1.9 ÉTUDES DU MINISTÈRE DU TRAVAIL ET ÉTUDES DE CAS

1.9.2 ÉTUDES DE CAS

Cinq études de cas sur l’utilisation de la médiation préventive auprès d’entreprises québécoises syndiquées sont rendues publiques. Voici une présentation de celles-ci par ordre chronologique. Il y a le cas de l’entreprise Gaz Métropolitain qui est présenté par Bourque et Thériault ainsi que Lalande (Bourque et Thériault, 1999, p. 85-92; Lalande, 1986, dans Perron, p. 554 et 555). Celle-ci est la première organisation à avoir utilisé la méthode préventive au Québec. Il y a les cas « pétrole » et « caoutchouc » dont les vrais noms d’entreprises sont restés confidentiels. Ces cas ont été réalisés dans le cadre d’une thèse réalisée par Perron sur la transférabilité de la médiation préventive québécoise dans les organisations en France. Enfin, il y a le cas de l’Hôtel Wyndham qui a été effectué par Maschino et Turcot et celui de Lavo inc. par Maschino. Ceux-ci ont été réalisés dans le cadre d’expériences vécues en matière de concertation patronale-syndicale et pour le compte du ministère du Travail (Maschino et Turcot, 2003, dans Boivin et coll., p. 5-7; Maschino, 2003a, dans Boivin et coll., p. 8-11). Il est à remarquer une similitude dans les thèmes qui sont abordés dans les cinq cas tels que le style de gestion et les problèmes non réglés du quotidien.

a)

Cas Gaz Métropolitain

La société québécoise en commandite Gaz Métropolitain exploite un système intégré d’emmagasinage ainsi que de distribution de gaz naturel par voie de canalisations souterraines et fournit 95 % du gaz naturel consommé au Québec (Bourque et Thériault, 1999, p. 85 et 86). Celle-ci est un acteur économique de premier plan au Québec avec un actif évalué à 1749 millions de dollars et avec 1466 salariés en 1996, dont plusieurs sont syndiqués (Bourque et Thériault, 1999, p. 85 et 86). L’entreprise a connu plusieurs difficultés depuis ses débuts. Suite à une longue grève de 117 jours en 1982, un climat d’affrontement constant entre Gaz Métropolitain et le Syndicat des cols bleus affiliés à la CSN (Confédération des syndicats nationaux) ainsi qu’un contexte de changement organisationnel, les parties décident, avec l’encouragement du ministère du Travail, de s’impliquer activement dans la médiation préventive en 1983 (Bourque et Thériault, 1999, p. 87 et 88).

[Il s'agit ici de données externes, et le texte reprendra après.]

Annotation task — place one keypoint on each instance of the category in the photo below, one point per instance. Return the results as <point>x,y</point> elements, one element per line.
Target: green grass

Lalande, directeur des relations industrielles de l’entreprise Gaz Métropolitain, mentionne que la démarche préventive a permis de conclure que les relations du travail conflictuelles étaient d’abord et avant tout la conséquence d’un style de gestion qui ne permettait pas de résoudre une multitude de problèmes à la base (Lalande, 1986, dans Perron, p. 554 et 555). Après de nombreuses rencontres entre le médiateur, la direction, le syndicat et les employés, l’intervention de médiation préventive a proposé « d’accorder une place prioritaire à la communication, à la consultation ainsi qu’à la considération de chaque employé, de faciliter la prise de décision à la base, d’assurer une continuité dans l’interprétation et l’application de la convention collective et, enfin, favoriser une meilleure coordination entre régions, services et départements de Gaz Métropolitain » (Bourque et Thériault, 1999, p. 88). Il est à souligner que deux autres interventions de médiation préventive ont été prodiguées par la suite, dont une en 1986 pour faciliter la mise en place de chefs de groupe dans le Service des appareils, et une en 1993 pour faire le bilan dix ans après la première intervention (Bourque et Thériault, 1999, p. 89; Ministère du Travail, 1993, dans Perron, p. 555).

b)

Cas « pétrole »

Le cas « pétrole » (le nom de l’organisation demeure confidentiel) est cité par Perron (Perron, 1998, p. 86 et 531-537). Il est question d’une raffinerie de pétrole située à Montréal qui emploie 365 salariés, dont 250 « cols bleus ». Celle-ci fait partie d’un groupe canadien spécialisé dans le

raffinage. Elle est l’une des dernières raffineries montréalaises, elle est la moins compétitive du groupe et l’hypothèse d’une fermeture prochaine est à envisager. Le service de médiation préventive, incluant le diagnostic des relations du travail (anciennement appelé « médiation préventive ») et le séminaire en relations du travail (portant aussi le nom de « séminaire en relations patronales-syndicales »), a été employé pour faire face à une détérioration du climat avec la direction, le syndicat et le personnel de l’organisation. Le service s’est déroulé entre mars 1993 et juin 1994 et il a porté fruit. En effet, le séminaire en relations patronales-syndicales a permis à la direction de l’entreprise de constater qu’elle pouvait travailler avec le syndicat. Il a aussi appris à la direction à écouter le syndicat et à le considérer comme un véritable interlocuteur (Perron, 1998, p. 84). La démarche de médiation préventive a de plus permis la mise en œuvre, par la direction, d’un plan de « reengineering ». Il est à noter que le syndicat a été associé étroitement à ce projet. Ce plan a touché aux opérations de raffinage et d’entretiens, mais a aussi intégré une reconfiguration des ressources humaines pour ultérieurement permettre une révision en profondeur de la convention collective.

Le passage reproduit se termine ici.